MBA, Project Manager, Tennis Player, Musician, and Author of "How to Destroy a Country"

Month: July 2020

Beethoven

I’ve been pracising Beethoven’s Appassionata Sonata over the past weeks and the one thought that pops in my mind every time I play it is: “This piece is perfect. Is Beethoven the greatest composer of all time?”

This a very difficult topic to address, not only because there are other candidates to claim the title, but also because you would have to set up a very long and detailed set of parameters to judge each candidate in the discussion. For me, Beethoven’s merit comes from several reasons. Take for instance his Fifth Symphony: the entire first movement -which lasts about seven minutes-,
is built entirely over just four notes, three of them are repeated. How did he get away with that? Essentially, it’s just one note repeated three times followed by a second note played on sustain, over and over again, and for some reason, the sublimity of its sound transcends everything we know. Needless to say seven of his nine symphonies are masterpieces, with the ninth being the epitome of his genius.
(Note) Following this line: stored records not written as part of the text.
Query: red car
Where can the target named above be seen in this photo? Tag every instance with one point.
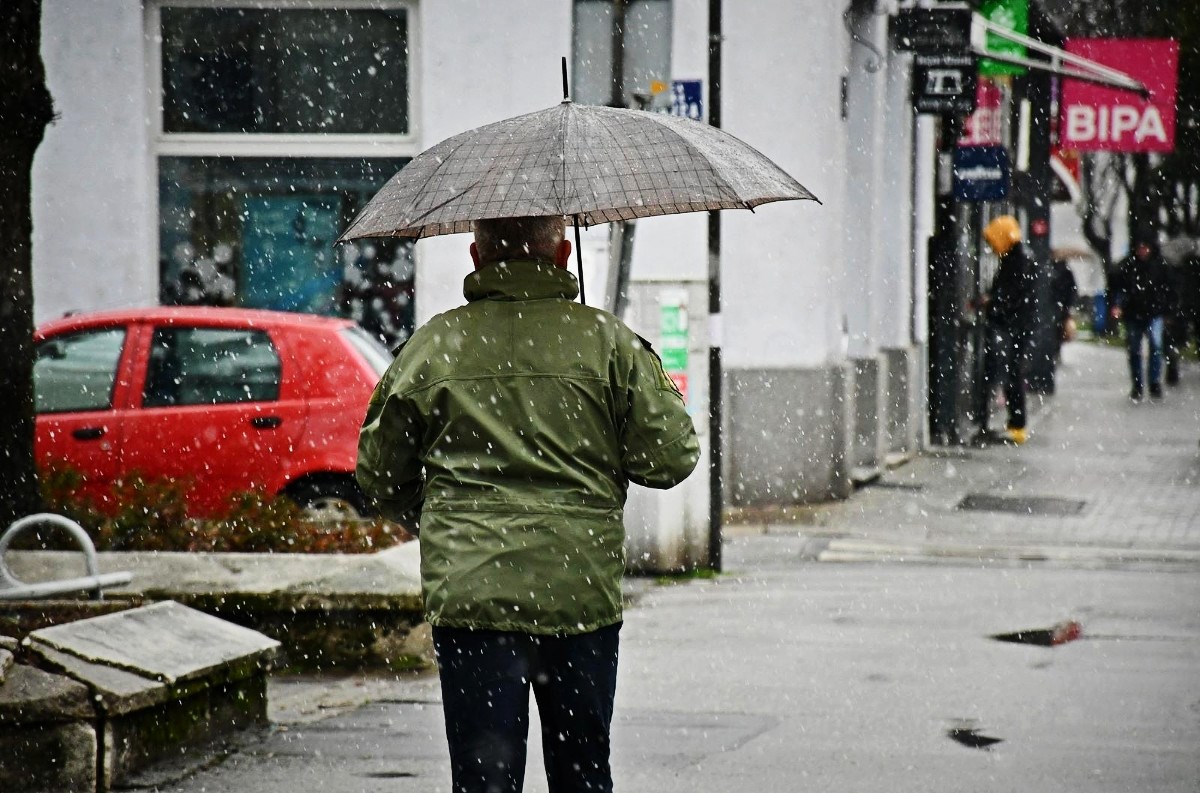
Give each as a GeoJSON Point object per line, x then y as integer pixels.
{"type": "Point", "coordinates": [225, 400]}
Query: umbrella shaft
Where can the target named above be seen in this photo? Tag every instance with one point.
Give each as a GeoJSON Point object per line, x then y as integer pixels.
{"type": "Point", "coordinates": [579, 260]}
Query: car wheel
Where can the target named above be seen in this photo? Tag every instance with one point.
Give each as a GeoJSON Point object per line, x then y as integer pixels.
{"type": "Point", "coordinates": [330, 500]}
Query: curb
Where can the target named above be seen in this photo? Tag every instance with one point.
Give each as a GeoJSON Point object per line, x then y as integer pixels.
{"type": "Point", "coordinates": [863, 551]}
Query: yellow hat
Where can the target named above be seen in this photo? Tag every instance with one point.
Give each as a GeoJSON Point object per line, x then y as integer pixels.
{"type": "Point", "coordinates": [1002, 234]}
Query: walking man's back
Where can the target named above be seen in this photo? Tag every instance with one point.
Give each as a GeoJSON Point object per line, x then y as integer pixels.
{"type": "Point", "coordinates": [515, 422]}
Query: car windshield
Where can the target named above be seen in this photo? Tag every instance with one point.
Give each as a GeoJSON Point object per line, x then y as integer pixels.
{"type": "Point", "coordinates": [375, 353]}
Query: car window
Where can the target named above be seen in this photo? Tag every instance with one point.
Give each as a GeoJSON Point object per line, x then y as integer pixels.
{"type": "Point", "coordinates": [77, 371]}
{"type": "Point", "coordinates": [375, 353]}
{"type": "Point", "coordinates": [210, 366]}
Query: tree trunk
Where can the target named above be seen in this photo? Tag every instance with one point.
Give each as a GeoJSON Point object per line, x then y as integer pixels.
{"type": "Point", "coordinates": [25, 109]}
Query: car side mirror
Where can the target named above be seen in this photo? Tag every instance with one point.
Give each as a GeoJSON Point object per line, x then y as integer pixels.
{"type": "Point", "coordinates": [53, 350]}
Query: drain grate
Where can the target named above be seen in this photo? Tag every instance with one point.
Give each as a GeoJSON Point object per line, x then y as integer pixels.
{"type": "Point", "coordinates": [1045, 505]}
{"type": "Point", "coordinates": [897, 486]}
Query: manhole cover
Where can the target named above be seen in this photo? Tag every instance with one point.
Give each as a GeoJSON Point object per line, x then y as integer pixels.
{"type": "Point", "coordinates": [1021, 504]}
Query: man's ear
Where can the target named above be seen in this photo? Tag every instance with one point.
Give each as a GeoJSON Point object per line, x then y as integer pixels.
{"type": "Point", "coordinates": [563, 253]}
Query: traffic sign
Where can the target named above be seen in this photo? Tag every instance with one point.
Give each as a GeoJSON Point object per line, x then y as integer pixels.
{"type": "Point", "coordinates": [943, 84]}
{"type": "Point", "coordinates": [945, 29]}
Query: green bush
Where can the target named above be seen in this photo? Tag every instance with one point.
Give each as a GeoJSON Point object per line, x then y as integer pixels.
{"type": "Point", "coordinates": [143, 514]}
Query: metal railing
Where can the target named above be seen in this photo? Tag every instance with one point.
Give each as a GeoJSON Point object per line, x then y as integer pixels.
{"type": "Point", "coordinates": [95, 582]}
Then you have his chamber music, which is completely on a different direction from his orchestral work. And then of course you have his 32 Piano Sonatas, eight of which are memorable pieces of work: The moonlight, patetique, appassionata, les adieux, tempest, pastoral, waldstein, hammerklavier and the #32.

How can you argue against that?

HR

My other books…

I have spent the last days organizing files from my old backups. Really old backups.

Not surprisingly I ran into all of my other books and drafts I have written in my life. I didn’t count how many I had in total because I was fast-clicking and sorting them very quickly, but I estimate there are probably fifteen of them. I opened a few of them, read a few pages and two things struck me: 1) I have drafts that dated over twenty five years ago, and still you can tell by their writing, that they came from me. I’m not sure if that’s a good or a bad thing, but my writing style has definitely been consistent in time. 2) Despite having great and interesting ideas in most of them, I left them unfinished because I ran into a writer’s block (is that’s what it’s called?), and I never came back to them again.

Maybe I should quit being a baby and start working on them again. Maybe I can finish all of them. But I have to publish this one first!

HR

Half of the year Book Update

I haven’t posted anything about my book in the past months… mostly due to me having to adapt to working from home, my workload that thankfully I must
say has been huge and I’m happy that’s the way it is, and of course the new set of priorities that come with this new way of life. Of course, that doesn’t mean that I haven’t been working on my baby.

As I stated in my previous update about my book, I’m taking this time to go over the finished manuscript, revise it once again, making sure I’m happy with
everything, and also conducting research on all the topics I covered, as well as the analytical approach I discuss throughout all its chapters. Part of this research includes having finished reading a book called “Once Upon a Revolution” about the series of protests that took place in Egypt to remove Hosni Mubarak as president, and the subsequent transition that led to Abdel Fattah Al-Sisi’s election as current president. I bought this book because I thought it would be similar to mine, but found out it lacked the social analysis that I focus on in Venezuela’s case. The initial stage of the events that took place in Egypt are quite similar to those that happened in Venezuela, however about a third into the book, the parallelisms began to diverge from each other.

It was an interesting read altogether, but sadly I must say that I couldn’t draw too much of it to use into my book. Still, my congratulations to the author. Hopefully one day he’ll be able to get his hands on my book and tell me what he thinks about it.